En voilà un western original et atypique ! Prenant racine quelque part entre le genre américain alors dans sa mouvance crépusculaire et sa déclinaison italienne version spaghetti le tout saupoudré de jidai-geki, le film met en scène un cow-boy ainsi qu'un samouraï qui vont devoir s'associer tant bien que mal afin de traquer un voleur. L'Ouest sauvage qui rencontre le pays du Soleil-Levant c'est avant tout une pure idée de cinéma. L'incarnation d'un dialogue perpétuel entre Occident et Orient, entre western et chanbara, entre le cinéma de John Ford, celui d'Akira Kurosawa ainsi que celui de Sergio Leone ou de Clint Eastwood. Un film hybride en somme qui se drape d'un casting légendaire puisque se partagent l'affiche - excusez du peu - Charles Bronson, Toshirô Mifune et Alain Delon. Rien que ça !
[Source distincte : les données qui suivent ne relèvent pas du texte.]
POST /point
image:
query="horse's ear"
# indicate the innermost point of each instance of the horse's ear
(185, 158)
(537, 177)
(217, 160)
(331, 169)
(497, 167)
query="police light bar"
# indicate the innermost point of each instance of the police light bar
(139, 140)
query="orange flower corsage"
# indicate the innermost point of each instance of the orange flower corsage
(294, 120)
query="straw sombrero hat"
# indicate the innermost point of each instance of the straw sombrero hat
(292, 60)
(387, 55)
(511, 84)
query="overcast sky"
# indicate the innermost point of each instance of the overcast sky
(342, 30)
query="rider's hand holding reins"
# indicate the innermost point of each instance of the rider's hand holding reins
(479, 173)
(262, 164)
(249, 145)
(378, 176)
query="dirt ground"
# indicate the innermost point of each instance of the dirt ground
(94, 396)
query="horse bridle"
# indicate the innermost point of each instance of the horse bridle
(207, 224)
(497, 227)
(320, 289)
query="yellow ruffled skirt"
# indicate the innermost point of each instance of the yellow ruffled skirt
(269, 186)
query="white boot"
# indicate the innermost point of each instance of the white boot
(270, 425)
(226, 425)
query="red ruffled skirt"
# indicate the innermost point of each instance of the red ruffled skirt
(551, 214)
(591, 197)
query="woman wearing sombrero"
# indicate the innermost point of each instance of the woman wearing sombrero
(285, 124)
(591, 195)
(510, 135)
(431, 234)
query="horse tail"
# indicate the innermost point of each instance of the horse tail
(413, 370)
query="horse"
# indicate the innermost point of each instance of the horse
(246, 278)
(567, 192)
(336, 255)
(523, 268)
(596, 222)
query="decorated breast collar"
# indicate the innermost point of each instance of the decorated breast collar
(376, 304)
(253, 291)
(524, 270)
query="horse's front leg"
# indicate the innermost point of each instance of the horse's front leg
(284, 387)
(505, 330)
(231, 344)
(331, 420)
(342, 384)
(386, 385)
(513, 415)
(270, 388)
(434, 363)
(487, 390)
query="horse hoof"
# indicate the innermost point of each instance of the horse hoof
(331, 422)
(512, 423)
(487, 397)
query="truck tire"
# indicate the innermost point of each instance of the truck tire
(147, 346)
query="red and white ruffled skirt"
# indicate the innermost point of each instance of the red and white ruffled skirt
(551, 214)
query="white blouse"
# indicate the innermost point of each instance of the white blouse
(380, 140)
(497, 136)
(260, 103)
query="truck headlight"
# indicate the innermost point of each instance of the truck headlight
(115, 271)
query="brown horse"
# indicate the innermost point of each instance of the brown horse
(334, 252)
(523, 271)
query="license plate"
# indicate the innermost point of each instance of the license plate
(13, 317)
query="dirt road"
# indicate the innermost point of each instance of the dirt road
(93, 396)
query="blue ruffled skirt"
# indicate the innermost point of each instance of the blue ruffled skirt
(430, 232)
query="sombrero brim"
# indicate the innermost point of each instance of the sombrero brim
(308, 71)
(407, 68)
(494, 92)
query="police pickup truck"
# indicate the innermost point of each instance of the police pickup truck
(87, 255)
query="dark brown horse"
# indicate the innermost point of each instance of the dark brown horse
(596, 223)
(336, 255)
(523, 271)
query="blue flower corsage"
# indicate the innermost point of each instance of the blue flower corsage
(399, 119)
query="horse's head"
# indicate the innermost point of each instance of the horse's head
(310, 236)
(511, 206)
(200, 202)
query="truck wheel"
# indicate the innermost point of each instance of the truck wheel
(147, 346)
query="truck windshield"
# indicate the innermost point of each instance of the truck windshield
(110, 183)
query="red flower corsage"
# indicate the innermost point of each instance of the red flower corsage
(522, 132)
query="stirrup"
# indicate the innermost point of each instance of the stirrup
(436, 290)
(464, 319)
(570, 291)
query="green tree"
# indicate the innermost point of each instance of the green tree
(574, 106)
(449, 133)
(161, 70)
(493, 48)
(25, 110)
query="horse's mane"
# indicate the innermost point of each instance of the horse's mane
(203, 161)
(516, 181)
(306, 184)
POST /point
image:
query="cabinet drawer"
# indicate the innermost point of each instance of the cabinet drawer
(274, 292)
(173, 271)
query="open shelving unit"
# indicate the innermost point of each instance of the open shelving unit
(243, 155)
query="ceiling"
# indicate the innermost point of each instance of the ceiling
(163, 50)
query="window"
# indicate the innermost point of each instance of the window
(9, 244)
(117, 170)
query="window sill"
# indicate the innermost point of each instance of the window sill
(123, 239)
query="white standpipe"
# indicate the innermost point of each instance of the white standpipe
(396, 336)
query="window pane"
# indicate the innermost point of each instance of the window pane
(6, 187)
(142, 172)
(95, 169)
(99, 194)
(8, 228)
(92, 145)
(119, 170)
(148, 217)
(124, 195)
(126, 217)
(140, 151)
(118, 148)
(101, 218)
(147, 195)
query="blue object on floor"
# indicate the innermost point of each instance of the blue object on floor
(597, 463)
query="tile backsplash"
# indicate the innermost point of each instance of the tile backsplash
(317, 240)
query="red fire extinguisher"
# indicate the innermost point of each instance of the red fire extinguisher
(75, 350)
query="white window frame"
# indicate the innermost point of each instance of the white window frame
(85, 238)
Bronson est à cette époque une icône montante notamment grâce à son rôle dans Il était une fois dans l'Ouest sorti en 1968. Mifune est de son côté une vraie légende vivante du cinéma célèbre pour ses collaborations successives avec Kurosawa. Les Sept Samouraïs ( 1954 ), Yojimbo ( 1961 ) ou bien Sanjuro ( 1962 ), il est largement l'acteur japonais le plus connu à l'international et souvent comparé à John Wayne pour son charisme et sa présence physique. Enfin Delon est sans aucun doute l'un des plus grands acteurs français et une vraie star européenne, enchaînant les succès tels que Le Samouraï ( 1967 ), La Piscine ( 1969 ) ou Le Cercle Rouge ( 1970 ). Une rencontre de titans dont le potentiel scénographique et jubilatoire n'est malheureusement jamais pleinement exploité, la faute à une écriture qui ne dépasse jamais réellement son postulat et à une réalisation qui manque d'envergure bien que restant très fonctionnelle. Derrière la caméra il y a tout de même Terence Young à l’œuvre sur plusieurs opus de James Bond avec Sean Connery. Sa mise en scène sobre et classique ne parvient jamais à transcender les décors désertiques de la région d'Almeria en Espagne qui en deviennent quelque peu monotones. Il est à contrario nettement plus à l'aise dans les séquences d'action, que ça soit l'attaque de train initiale ou la fusillade finale tendue dans le champ de bambous. Voir Mifune se battre au katana face à des Comanches et leur lancer des kunai avec une précision chirurgicale c'est quand même pas mal du tout en terme de plaisir cinématographique. Citons aussi le moustique tranché au sabre. De la vraie bonne générosité de série B comme on l'aime.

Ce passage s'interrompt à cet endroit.